O próprio Nahuel Molina pouco fez para nos lembrar dessa finalização, porque Nahuel Molina realmente não marca gols. Este é o seu único gol na Copa do Mundo pela Argentina (em 56 partidas). Nas últimas duas temporadas, ele marcou uma vez (uma finalização à queima-roupa contra o PSG) em 79 jogos pelo Atlético de Madrid em todas as competições antes deste fim de semana.
Afinal, ele passou de titular garantido a jogador de entrada e saída de Diego Simeone (apenas 11 partidas em 28 jogos do campeonato nesta temporada): o que significa que ele não estava no centro das atenções na janela de transferências de janeiro, exceto por rumores de transferência alimentados por seu tempo de jogo reduzido.

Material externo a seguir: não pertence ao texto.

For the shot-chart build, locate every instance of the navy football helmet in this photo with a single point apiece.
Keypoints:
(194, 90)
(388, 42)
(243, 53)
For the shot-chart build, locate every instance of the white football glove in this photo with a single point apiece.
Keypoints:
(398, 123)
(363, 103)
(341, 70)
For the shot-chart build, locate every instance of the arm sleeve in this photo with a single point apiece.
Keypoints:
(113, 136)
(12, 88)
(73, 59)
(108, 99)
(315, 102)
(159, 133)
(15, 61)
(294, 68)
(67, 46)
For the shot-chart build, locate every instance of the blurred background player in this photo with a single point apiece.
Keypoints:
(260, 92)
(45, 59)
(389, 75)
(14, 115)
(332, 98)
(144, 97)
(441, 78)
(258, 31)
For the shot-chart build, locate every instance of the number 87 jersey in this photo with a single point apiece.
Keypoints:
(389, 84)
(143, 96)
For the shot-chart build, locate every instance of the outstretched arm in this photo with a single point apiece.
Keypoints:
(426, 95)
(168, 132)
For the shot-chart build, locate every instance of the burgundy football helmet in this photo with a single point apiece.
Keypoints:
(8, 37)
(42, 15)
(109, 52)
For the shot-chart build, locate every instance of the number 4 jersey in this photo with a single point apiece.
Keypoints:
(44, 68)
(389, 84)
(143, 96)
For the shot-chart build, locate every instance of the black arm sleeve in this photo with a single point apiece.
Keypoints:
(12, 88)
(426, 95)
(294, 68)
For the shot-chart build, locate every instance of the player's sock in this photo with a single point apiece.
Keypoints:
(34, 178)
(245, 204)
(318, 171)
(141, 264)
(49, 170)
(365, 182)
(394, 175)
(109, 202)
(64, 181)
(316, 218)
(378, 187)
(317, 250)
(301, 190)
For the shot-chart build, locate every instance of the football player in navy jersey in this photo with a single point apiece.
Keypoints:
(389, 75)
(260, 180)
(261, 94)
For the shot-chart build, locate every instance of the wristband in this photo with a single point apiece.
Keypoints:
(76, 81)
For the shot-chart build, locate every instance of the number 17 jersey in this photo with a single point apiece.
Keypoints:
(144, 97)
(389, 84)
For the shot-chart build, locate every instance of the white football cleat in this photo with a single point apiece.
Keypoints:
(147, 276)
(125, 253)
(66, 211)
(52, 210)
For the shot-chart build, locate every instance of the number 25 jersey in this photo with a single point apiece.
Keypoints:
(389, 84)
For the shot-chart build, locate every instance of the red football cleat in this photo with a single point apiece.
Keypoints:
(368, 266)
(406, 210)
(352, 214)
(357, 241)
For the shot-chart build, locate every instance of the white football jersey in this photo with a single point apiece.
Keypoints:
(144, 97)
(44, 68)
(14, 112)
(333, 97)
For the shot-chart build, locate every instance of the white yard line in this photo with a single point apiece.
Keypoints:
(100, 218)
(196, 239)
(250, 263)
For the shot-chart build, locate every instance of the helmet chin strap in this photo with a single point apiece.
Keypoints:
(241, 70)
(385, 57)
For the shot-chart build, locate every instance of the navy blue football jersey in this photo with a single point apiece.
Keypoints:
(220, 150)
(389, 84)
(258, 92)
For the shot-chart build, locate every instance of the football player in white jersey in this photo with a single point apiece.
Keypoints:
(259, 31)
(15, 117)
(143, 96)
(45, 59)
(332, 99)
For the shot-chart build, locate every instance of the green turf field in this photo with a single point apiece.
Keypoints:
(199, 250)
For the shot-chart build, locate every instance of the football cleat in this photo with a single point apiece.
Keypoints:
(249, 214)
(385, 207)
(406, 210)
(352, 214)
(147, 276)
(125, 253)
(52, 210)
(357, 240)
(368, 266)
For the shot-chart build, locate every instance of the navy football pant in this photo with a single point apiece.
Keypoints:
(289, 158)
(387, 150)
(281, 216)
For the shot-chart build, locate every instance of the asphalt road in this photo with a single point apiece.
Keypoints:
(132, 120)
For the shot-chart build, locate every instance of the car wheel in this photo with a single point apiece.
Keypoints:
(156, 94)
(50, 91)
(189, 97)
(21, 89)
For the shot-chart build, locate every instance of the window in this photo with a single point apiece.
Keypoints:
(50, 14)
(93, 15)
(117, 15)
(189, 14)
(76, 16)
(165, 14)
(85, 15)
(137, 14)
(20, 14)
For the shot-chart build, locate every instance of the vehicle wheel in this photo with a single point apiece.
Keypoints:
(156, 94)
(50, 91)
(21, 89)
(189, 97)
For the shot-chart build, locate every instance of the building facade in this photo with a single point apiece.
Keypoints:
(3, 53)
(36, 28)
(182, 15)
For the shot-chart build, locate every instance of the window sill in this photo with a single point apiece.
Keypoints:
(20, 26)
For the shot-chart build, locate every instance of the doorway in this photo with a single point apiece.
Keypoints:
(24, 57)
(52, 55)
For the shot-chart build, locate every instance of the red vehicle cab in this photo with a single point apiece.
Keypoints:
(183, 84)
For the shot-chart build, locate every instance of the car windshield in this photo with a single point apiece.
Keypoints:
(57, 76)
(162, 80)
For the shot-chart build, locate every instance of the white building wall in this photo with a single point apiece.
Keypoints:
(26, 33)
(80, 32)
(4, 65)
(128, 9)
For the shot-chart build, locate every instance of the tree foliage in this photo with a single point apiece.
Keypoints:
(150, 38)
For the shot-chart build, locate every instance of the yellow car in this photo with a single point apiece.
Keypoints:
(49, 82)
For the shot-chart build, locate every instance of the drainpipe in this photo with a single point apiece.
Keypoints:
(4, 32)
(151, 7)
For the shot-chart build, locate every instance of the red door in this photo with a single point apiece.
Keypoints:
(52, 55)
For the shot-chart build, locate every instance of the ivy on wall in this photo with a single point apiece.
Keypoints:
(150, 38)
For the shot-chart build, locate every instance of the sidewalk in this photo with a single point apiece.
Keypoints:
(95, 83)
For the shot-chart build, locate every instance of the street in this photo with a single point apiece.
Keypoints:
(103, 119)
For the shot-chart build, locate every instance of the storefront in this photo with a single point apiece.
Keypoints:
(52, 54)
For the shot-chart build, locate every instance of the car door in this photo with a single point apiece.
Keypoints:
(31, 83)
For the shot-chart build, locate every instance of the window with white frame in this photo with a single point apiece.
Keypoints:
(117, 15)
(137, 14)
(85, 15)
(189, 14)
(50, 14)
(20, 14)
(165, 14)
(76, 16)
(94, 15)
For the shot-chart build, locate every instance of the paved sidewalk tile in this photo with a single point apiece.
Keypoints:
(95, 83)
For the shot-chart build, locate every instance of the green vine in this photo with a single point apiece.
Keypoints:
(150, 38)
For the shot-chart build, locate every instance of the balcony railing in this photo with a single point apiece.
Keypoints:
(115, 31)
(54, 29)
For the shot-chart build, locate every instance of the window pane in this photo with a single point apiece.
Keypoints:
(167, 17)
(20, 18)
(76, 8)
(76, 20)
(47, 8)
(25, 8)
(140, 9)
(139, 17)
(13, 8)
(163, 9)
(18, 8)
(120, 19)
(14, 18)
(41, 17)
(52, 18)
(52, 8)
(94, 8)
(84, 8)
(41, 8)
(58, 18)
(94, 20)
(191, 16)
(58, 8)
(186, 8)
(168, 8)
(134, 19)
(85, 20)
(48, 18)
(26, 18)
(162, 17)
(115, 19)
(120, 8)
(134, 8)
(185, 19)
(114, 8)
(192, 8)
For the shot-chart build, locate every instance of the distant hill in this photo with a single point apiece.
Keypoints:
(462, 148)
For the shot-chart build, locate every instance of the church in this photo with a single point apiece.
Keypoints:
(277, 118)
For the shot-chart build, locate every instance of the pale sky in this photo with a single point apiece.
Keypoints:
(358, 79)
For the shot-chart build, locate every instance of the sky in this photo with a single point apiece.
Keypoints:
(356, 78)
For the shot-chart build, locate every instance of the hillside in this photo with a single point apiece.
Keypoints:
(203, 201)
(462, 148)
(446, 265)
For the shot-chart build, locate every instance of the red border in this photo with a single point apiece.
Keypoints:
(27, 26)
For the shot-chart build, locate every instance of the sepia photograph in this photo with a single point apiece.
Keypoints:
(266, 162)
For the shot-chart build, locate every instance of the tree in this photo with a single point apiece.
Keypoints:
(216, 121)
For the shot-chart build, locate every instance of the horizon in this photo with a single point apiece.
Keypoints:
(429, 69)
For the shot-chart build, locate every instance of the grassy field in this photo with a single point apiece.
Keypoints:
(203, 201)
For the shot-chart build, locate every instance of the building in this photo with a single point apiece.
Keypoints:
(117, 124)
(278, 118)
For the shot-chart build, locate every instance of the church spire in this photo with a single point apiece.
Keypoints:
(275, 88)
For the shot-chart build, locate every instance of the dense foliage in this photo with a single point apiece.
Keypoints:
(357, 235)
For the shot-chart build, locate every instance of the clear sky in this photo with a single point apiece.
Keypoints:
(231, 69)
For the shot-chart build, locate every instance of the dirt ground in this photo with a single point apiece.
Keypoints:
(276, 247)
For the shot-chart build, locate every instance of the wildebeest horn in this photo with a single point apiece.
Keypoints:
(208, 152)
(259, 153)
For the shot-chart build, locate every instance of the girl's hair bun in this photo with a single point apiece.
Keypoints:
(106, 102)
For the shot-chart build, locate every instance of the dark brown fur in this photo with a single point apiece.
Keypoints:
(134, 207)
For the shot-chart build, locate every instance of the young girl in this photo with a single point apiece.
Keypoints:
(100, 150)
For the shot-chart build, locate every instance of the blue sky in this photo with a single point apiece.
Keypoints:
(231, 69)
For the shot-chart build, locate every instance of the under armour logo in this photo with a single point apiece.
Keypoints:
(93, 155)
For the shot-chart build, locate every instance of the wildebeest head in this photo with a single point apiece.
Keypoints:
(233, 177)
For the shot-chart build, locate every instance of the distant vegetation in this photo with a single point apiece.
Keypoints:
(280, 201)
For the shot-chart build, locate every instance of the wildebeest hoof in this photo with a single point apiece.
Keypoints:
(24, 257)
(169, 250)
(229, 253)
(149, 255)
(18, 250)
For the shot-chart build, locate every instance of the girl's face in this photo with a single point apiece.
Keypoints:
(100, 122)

Ele foi, no entanto, e entrou na última iteração deste discreto, mas muitas vezes brutalmente difícil, derby de Madrid contra o Atlético Getafe, assumindo seu lugar na ala direita no 3-5-1-1 experimental e de segunda equipe de Simeone. Molina sabia que teria que atacar mais do que o normal contra o notório bloco baixo de José Bordolas, mas mesmo aos 8 minutos do clássico, ele roubaria todos os holofotes e mais alguns, dificultando a previsão.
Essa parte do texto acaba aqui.